Nos últimos dois anos, o Brasil tem assistido a uma abertura desenfreada de cursos de medicina. A justificativa do Ministério da Educação (MEC), órgão que autoriza a criação das instituições de ensino, é a pouca oferta de médicos em determinados municípios e, consequentemente, a escassa prestação de serviços de saúde em algumas regiões, com destaque para as áreas mais remotas e periféricas do país.
No entanto, os médicos – contrários à abertura desmedida e à queda de qualidade das instituições de ensino – alegam que mesmo que os futuros profissionais estudem em faculdades de cidades menores ou mais distantes, isso não significa que eles permanecerão na região. O que geralmente ocorre, dizem os próprios médicos, é um êxodo para as grandes cidades e para polos onde há demanda por serviços médicos e condições de trabalho consideravelmente melhores.
Antes do programa Mais Médicos, lançado em 2013 pelo governo federal, havia cerca de 100 escolas de medicina no Brasil. Atualmente, são mais de 400 e o Conselho Federal de Medicina (CFM) tem divulgado, a partir de consultas ao MEC, que outras 292 aguardam na fila um parecer do ministério para serem criadas, somando quase 700 instituições de ensino médico no país.
Entre outras medidas, o CFM, assim como a Frente Parlamentar Mista da Medicina (FPMed), formada por deputados e senadores, apresentaram no Congresso Nacional, no ano passado, o Projeto de Lei 2.294/2024, criando o Exame de Proficiência em Medicina como forma de melhorar a qualidade da formação dos egressos de faculdade e o atendimento oferecido à população. O projeto é de autoria do senador Astronauta Marcos Pontes (PL-SP) e aguarda parecer da Comissão de Assuntos Sociais (CAS) do Senado.
O Exame de Proficiência seria uma espécie de Exame da Ordem (OAB), para os bacharelados em direito, só que na medicina.

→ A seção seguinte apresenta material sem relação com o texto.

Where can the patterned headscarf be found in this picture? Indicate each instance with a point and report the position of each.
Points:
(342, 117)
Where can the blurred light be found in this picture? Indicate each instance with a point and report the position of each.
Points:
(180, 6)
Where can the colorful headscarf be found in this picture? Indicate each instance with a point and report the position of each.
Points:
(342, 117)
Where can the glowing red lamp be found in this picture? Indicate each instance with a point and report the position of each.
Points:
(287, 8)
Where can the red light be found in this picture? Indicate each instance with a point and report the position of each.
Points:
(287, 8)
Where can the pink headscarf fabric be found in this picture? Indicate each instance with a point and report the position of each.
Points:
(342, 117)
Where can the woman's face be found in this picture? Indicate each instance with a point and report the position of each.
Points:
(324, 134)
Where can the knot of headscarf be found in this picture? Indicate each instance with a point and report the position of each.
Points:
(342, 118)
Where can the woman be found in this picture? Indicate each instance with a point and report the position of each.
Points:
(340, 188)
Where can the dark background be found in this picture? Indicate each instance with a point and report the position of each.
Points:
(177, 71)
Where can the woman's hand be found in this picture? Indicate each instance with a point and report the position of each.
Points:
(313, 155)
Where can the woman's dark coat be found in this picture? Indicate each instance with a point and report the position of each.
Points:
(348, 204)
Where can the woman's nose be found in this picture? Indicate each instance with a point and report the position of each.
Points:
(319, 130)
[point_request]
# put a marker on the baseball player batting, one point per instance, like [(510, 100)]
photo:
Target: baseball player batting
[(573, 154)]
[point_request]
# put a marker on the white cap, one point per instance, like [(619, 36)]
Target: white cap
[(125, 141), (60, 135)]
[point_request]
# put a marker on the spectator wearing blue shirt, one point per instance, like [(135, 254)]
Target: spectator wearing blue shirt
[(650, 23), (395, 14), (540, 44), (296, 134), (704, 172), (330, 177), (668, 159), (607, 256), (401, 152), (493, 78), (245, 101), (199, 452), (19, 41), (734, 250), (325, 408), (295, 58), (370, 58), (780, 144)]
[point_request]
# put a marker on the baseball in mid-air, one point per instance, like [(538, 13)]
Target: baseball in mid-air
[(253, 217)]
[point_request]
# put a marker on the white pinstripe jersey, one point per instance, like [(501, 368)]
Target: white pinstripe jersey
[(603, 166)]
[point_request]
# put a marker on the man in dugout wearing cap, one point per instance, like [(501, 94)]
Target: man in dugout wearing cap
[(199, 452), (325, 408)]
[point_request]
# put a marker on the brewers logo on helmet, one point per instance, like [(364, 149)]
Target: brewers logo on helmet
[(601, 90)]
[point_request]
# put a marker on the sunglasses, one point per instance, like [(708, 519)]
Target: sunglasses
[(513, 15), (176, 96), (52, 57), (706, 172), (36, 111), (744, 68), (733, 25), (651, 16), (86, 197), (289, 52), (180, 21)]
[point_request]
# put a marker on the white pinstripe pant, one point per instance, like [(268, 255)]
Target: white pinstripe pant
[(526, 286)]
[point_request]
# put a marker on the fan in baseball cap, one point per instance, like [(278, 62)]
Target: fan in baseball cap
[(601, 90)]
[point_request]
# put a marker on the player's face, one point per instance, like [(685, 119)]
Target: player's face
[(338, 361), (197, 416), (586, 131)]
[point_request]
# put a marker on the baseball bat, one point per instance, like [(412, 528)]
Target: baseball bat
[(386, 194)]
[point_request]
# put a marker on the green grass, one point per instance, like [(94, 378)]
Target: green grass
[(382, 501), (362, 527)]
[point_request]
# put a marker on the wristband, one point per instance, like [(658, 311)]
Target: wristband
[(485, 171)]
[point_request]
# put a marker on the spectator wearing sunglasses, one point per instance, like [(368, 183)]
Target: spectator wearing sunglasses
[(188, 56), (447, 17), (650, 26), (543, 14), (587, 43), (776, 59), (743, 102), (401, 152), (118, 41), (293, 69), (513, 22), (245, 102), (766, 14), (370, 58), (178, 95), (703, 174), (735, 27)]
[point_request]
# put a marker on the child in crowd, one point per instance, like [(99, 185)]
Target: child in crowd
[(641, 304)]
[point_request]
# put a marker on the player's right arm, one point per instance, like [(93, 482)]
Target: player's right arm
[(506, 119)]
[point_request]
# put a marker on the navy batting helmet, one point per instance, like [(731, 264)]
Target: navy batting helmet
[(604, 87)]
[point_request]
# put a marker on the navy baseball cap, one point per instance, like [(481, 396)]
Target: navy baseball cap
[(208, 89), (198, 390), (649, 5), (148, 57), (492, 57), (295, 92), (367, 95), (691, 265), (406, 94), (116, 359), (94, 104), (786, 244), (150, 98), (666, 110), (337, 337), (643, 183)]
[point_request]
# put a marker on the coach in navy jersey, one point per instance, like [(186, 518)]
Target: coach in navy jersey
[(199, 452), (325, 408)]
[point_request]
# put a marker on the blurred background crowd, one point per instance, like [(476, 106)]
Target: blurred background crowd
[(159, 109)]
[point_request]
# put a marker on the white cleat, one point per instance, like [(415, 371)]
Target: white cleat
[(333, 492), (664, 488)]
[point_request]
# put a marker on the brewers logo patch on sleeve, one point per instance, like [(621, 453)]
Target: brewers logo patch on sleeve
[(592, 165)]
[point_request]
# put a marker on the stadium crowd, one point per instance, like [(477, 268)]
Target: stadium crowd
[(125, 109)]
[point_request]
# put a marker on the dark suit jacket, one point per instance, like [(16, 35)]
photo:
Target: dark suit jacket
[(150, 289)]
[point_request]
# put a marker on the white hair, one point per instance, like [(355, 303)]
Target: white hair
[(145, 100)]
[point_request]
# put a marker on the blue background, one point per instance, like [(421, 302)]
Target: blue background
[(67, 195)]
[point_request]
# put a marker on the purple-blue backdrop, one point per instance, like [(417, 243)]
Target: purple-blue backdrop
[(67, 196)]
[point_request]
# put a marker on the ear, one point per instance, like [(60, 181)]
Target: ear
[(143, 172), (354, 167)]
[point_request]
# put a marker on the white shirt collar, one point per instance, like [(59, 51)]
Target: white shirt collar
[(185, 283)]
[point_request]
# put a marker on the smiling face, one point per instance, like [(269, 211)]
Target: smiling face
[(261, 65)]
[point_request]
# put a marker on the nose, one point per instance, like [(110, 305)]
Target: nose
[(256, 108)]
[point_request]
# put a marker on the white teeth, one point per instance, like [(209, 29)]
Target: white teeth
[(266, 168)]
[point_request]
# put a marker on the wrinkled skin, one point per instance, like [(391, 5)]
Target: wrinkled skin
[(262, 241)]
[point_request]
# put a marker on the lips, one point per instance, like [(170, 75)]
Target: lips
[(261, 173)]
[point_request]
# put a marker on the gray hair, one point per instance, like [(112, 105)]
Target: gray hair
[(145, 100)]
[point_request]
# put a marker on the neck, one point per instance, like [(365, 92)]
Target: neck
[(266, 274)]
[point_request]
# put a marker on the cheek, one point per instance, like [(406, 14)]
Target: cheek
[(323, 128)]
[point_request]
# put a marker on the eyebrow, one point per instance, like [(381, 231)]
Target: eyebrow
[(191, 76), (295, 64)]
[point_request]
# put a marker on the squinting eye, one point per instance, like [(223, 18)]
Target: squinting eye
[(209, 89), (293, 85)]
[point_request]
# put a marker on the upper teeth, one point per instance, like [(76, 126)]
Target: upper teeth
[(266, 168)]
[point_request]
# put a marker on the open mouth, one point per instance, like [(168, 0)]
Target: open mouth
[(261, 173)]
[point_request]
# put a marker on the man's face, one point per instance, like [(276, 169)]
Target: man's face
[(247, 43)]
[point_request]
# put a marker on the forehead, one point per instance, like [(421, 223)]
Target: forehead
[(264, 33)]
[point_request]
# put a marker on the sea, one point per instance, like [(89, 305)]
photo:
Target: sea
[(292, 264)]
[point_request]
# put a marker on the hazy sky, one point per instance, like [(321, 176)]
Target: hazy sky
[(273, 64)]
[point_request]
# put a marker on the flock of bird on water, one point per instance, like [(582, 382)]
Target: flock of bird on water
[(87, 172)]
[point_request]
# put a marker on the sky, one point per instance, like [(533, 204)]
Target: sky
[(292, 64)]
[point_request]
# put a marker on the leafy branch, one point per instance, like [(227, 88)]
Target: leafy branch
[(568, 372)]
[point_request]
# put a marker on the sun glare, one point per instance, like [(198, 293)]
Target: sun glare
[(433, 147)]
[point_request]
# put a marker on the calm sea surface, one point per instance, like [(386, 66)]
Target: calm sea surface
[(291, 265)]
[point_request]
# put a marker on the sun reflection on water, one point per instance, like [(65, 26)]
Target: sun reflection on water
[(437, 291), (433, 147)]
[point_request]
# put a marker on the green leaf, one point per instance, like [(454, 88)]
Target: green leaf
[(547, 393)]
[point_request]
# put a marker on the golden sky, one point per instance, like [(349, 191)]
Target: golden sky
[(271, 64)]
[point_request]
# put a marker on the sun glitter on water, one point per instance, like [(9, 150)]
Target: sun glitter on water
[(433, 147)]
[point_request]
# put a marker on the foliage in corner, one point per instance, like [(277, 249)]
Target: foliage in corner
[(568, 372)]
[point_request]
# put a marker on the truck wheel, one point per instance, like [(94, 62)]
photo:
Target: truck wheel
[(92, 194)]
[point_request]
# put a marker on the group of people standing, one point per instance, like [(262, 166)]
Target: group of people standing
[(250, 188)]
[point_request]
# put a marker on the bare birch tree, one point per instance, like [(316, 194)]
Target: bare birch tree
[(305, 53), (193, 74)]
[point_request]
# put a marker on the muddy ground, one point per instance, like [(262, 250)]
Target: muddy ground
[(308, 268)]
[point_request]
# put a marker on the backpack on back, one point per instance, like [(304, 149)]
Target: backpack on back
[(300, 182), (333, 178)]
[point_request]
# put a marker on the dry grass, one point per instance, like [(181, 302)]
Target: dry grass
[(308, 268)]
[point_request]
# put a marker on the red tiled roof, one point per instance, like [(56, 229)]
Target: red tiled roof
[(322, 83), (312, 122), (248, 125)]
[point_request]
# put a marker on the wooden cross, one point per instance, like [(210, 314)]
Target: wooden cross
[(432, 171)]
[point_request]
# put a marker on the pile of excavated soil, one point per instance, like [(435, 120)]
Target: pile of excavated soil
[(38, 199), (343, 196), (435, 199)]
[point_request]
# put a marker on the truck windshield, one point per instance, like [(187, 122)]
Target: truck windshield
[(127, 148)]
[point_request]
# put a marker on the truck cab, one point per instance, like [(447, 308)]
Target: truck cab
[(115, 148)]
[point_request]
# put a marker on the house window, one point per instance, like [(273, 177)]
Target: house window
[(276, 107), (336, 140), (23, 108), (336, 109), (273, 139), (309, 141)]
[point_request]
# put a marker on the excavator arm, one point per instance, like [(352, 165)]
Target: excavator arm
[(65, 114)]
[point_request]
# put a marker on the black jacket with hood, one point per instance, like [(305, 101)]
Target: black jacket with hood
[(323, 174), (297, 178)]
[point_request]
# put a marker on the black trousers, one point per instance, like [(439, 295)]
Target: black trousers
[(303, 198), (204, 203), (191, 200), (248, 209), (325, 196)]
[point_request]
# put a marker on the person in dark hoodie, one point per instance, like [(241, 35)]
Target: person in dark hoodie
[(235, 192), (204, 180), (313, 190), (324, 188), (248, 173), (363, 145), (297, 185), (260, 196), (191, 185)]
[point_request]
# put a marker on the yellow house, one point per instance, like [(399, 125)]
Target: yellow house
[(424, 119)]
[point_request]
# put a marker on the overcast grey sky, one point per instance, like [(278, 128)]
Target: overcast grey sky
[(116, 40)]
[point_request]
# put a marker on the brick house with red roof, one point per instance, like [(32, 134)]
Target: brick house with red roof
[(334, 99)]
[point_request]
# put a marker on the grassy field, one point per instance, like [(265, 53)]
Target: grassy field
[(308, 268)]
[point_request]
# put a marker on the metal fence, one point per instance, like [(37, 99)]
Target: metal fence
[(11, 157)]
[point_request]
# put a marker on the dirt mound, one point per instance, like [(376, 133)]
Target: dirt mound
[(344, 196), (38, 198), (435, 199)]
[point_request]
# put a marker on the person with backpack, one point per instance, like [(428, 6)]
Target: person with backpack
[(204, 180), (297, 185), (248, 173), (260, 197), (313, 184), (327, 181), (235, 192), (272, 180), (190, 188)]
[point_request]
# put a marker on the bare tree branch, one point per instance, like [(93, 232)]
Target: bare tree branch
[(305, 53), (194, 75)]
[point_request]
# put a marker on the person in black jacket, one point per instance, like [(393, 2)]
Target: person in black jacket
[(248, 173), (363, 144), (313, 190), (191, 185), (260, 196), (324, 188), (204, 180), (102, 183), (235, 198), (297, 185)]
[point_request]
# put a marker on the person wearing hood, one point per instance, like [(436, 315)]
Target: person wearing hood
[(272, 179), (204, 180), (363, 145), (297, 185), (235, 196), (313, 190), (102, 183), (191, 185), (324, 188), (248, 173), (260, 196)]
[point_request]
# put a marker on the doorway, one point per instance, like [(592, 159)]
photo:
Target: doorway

Os defensores do PL acreditam que a implantação do teste, inclusive exigido em dezenas de países, avaliaria competências profissionais e éticas, conhecimentos teóricos e habilidades clínicas com base em padrões mínimos para o exercício da profissão, reduzindo, assim, erros de diagnóstico, prescrição e conduta, muitos com danos irreversíveis aos pacientes e aos sistemas público e privado de saúde.
Fato é que abrir escolas de medicina virou uma atividade lucrativa em decorrência de incentivos fiscais, créditos tributários, redução de valores do ISS, IRPJ, parcerias público-privadas, além de ser um atrativo a mais para os municípios.
Mas nesse debate é fundamental uma profunda reflexão acerca do nível de profissional que as escolas estão formando. Sem falar em outras questões como a judicialização do ensino médico (abertura de escolas via liminar), lobbies nas negociações, contratação de não médicos tanto para aulas do ensino básico quanto do ensino clínico e substituição da anatomia (cadáveres) por robôs e peças de plástico, o que cada vez mais afasta os estudantes da prática. Ainda há muito o que se discutir.